Civil Appeal No. 5142 of 2005
10. After the import of car by Mr. Atul H. Mehta which was custom cleared on 4-7-1988, Mr. Atul H. Mehta had sold his car to the appellant
M/s Hindustan Dorr Oliver Limited on 11-7-1988. This car was seized on 11-7-1990 by the custom authorities. But thereafter released on 16-7-
1990 when the appellant gave the bank guarantee for payment of differential amount of duty. Thereafter show cause notice was issued to the
appellant on 21-1-1991 which has resulted in demand of the aforesaid differential duty and that order has been upheld by the CESTAT. It is
against the order of the CESTAT, the present appeal is preferred. The only argument raised by the learned counsel for the appellant is that the
show cause notice is beyond the period of limitation prescribed under Section 28 of the Customs Act inasmuch as the car was cleared from the
customs on 4-7-1988 and the show cause notice was issued on 21-1-1991, i.e., more than two and a half years thereafter, whereas the normal
period of limitation prescribed under Section 28 is one year at that time.
11. We however, find that the customs authorities invoked the provisions of proviso to Section 28 and therefore, took the benefit of extended
period of limitation of five years.
12. This is challenged by the appellant stating that insofar as the appellant is concerned there was no misdeclaration by it as it is the bona fide
purchaser of the car and therefore, the extended period of limitation cannot be claimed by the customs authorities against the appellant.
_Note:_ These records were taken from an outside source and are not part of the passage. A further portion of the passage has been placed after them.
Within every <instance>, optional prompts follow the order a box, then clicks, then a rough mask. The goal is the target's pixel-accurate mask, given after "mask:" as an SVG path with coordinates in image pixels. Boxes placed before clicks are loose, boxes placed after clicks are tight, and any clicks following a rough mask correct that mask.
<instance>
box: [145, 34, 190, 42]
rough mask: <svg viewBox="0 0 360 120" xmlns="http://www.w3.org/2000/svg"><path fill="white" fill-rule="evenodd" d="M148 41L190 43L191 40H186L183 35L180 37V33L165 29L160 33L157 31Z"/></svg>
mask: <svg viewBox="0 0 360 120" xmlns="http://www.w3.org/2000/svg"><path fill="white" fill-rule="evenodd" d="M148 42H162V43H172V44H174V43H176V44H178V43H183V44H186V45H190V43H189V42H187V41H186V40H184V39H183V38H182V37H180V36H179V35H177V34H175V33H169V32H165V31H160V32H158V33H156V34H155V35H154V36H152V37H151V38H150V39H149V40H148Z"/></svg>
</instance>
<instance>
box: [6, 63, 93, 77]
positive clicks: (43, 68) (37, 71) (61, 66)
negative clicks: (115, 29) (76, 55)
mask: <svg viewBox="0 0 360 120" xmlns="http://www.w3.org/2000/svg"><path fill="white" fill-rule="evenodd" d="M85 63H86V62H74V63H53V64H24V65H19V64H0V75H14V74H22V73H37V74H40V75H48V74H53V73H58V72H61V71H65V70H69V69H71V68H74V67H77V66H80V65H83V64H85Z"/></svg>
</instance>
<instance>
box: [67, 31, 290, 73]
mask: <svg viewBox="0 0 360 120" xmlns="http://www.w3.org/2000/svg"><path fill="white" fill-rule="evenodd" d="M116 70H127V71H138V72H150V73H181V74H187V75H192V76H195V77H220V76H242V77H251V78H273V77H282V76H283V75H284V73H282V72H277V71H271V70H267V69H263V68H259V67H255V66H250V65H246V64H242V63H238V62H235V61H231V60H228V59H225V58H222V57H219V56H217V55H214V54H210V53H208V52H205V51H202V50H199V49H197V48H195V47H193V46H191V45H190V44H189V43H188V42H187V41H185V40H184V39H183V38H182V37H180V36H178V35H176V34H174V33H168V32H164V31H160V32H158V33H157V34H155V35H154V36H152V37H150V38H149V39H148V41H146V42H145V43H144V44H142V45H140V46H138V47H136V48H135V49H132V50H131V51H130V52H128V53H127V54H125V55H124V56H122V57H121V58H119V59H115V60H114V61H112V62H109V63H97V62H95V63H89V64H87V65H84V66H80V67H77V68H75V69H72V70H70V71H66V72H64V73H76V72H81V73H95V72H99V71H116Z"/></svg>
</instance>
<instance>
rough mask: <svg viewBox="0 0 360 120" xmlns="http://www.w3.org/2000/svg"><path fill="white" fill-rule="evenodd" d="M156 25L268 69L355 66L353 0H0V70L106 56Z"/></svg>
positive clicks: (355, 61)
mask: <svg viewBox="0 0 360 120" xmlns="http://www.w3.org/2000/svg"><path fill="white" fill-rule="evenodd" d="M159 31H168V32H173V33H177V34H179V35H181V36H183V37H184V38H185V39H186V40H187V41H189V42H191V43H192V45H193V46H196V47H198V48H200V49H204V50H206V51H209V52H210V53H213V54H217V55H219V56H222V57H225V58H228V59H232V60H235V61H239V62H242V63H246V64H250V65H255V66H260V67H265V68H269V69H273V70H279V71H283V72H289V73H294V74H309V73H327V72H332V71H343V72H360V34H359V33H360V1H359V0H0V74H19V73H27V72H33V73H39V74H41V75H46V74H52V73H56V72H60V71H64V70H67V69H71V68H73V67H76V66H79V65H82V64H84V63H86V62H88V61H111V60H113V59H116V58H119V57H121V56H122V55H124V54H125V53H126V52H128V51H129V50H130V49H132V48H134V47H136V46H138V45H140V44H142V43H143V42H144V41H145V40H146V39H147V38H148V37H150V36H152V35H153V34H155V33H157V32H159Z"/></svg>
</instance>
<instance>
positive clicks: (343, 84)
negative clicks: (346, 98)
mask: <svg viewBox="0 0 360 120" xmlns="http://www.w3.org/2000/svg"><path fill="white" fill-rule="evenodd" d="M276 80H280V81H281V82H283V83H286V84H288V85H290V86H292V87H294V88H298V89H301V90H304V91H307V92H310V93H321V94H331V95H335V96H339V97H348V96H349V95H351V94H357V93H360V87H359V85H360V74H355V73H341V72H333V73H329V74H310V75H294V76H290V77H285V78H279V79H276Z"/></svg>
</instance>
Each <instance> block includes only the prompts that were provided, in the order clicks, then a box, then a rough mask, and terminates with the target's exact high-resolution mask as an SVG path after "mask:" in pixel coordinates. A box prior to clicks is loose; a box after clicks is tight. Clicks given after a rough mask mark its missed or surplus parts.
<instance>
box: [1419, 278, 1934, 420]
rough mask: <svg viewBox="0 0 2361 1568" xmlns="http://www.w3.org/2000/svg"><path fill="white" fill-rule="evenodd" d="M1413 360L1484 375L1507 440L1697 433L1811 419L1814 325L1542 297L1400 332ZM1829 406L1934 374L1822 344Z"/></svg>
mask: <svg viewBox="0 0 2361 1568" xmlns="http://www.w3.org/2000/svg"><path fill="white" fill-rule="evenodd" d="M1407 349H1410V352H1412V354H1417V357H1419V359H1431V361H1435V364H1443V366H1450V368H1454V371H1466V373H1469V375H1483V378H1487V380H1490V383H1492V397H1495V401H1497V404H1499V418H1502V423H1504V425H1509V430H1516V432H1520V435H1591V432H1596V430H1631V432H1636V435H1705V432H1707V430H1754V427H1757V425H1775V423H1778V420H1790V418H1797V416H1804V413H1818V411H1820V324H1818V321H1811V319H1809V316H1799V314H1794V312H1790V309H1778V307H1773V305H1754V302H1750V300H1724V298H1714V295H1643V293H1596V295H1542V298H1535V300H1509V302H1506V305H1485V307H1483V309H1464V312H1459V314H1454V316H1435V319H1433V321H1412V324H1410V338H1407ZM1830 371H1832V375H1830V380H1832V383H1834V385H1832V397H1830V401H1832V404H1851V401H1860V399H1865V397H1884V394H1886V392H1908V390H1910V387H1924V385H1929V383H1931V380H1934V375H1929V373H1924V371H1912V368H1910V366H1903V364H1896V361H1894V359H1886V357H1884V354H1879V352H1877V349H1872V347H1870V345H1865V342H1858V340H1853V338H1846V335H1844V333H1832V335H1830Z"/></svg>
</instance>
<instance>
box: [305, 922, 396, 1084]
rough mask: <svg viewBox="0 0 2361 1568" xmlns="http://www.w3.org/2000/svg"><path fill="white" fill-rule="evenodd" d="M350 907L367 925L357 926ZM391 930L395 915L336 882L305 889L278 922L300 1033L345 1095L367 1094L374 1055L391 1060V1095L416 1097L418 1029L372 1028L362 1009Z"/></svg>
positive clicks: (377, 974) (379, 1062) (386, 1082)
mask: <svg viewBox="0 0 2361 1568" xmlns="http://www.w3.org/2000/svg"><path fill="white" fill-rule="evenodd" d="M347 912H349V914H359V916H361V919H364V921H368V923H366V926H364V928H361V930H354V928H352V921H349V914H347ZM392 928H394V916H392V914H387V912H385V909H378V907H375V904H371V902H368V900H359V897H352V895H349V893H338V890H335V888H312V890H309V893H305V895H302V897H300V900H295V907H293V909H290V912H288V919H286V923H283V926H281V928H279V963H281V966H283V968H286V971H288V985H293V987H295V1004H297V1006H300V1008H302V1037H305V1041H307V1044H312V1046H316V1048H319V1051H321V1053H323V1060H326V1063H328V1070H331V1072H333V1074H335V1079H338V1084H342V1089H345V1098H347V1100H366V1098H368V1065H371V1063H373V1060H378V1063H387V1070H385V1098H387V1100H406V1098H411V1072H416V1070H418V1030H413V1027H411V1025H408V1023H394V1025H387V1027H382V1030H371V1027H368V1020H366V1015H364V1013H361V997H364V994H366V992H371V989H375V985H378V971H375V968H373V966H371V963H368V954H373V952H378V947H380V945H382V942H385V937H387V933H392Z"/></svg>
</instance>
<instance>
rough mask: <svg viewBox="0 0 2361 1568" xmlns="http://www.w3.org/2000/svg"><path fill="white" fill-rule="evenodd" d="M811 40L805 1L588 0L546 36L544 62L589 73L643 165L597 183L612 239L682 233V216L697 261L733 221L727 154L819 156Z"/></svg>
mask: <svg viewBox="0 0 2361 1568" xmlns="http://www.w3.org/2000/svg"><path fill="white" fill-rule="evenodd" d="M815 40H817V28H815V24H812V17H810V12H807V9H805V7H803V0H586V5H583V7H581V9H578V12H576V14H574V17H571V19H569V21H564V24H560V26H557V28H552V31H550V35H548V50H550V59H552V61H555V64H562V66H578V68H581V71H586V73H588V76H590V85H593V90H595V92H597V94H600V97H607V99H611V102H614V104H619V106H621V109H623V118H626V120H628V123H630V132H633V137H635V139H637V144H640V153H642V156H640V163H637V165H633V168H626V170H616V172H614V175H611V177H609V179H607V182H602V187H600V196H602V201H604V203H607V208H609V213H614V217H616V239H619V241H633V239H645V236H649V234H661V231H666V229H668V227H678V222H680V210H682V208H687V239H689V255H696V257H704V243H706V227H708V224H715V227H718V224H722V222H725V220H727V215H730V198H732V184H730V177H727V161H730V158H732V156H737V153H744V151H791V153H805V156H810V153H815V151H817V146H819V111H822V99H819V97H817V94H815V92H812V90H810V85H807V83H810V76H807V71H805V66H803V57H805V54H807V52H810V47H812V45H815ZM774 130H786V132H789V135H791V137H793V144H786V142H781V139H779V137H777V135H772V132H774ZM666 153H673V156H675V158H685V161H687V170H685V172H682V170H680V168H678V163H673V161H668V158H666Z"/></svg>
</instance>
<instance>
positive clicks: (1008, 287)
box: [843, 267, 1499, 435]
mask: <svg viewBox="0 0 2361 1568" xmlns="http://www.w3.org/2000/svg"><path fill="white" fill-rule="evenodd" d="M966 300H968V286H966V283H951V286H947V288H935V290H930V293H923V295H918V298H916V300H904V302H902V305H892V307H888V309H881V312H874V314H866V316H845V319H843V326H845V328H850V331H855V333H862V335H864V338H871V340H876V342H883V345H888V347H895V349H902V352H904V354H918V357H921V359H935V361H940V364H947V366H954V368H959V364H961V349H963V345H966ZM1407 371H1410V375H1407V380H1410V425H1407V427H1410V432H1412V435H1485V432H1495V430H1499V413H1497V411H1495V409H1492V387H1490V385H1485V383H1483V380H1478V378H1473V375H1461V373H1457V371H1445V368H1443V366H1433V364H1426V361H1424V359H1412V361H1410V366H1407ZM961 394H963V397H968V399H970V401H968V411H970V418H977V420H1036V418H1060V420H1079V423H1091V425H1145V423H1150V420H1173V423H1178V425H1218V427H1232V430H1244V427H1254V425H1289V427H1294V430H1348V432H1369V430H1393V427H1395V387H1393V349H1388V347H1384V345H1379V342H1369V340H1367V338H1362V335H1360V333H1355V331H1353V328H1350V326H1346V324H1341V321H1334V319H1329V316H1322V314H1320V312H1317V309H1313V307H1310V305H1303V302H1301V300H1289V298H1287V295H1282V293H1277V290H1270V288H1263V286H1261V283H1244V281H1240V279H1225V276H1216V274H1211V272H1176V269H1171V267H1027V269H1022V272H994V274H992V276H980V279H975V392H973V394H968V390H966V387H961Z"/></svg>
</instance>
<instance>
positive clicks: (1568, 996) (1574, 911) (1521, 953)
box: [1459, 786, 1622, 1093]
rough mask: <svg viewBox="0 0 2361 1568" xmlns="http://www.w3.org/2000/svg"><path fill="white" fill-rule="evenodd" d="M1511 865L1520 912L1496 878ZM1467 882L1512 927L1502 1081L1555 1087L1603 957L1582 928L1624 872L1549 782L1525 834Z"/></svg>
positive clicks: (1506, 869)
We are not
impressed with this argument of the learned counsel. Obviously, when the appellant had purchased the car, which was got cleared from the
customs after import, it is not the appellant who would have filed any declaration. However, what we find is that as a purchaser, the appellant is
fastened with the liability of differential amount of duty and there is no dispute that it has to be paid by the appellant as he is the owner of the car. In
such circumstances insofar as misdeclaration is concerned which was an act of Mr. Futehally, would be imputed in the present case. As the car got
cleared on the basis of misdeclaration, therefore, the extended period of limitation would be available to the custom authority. Thus we find no
merit in this appeal, which is accordingly, dismissed.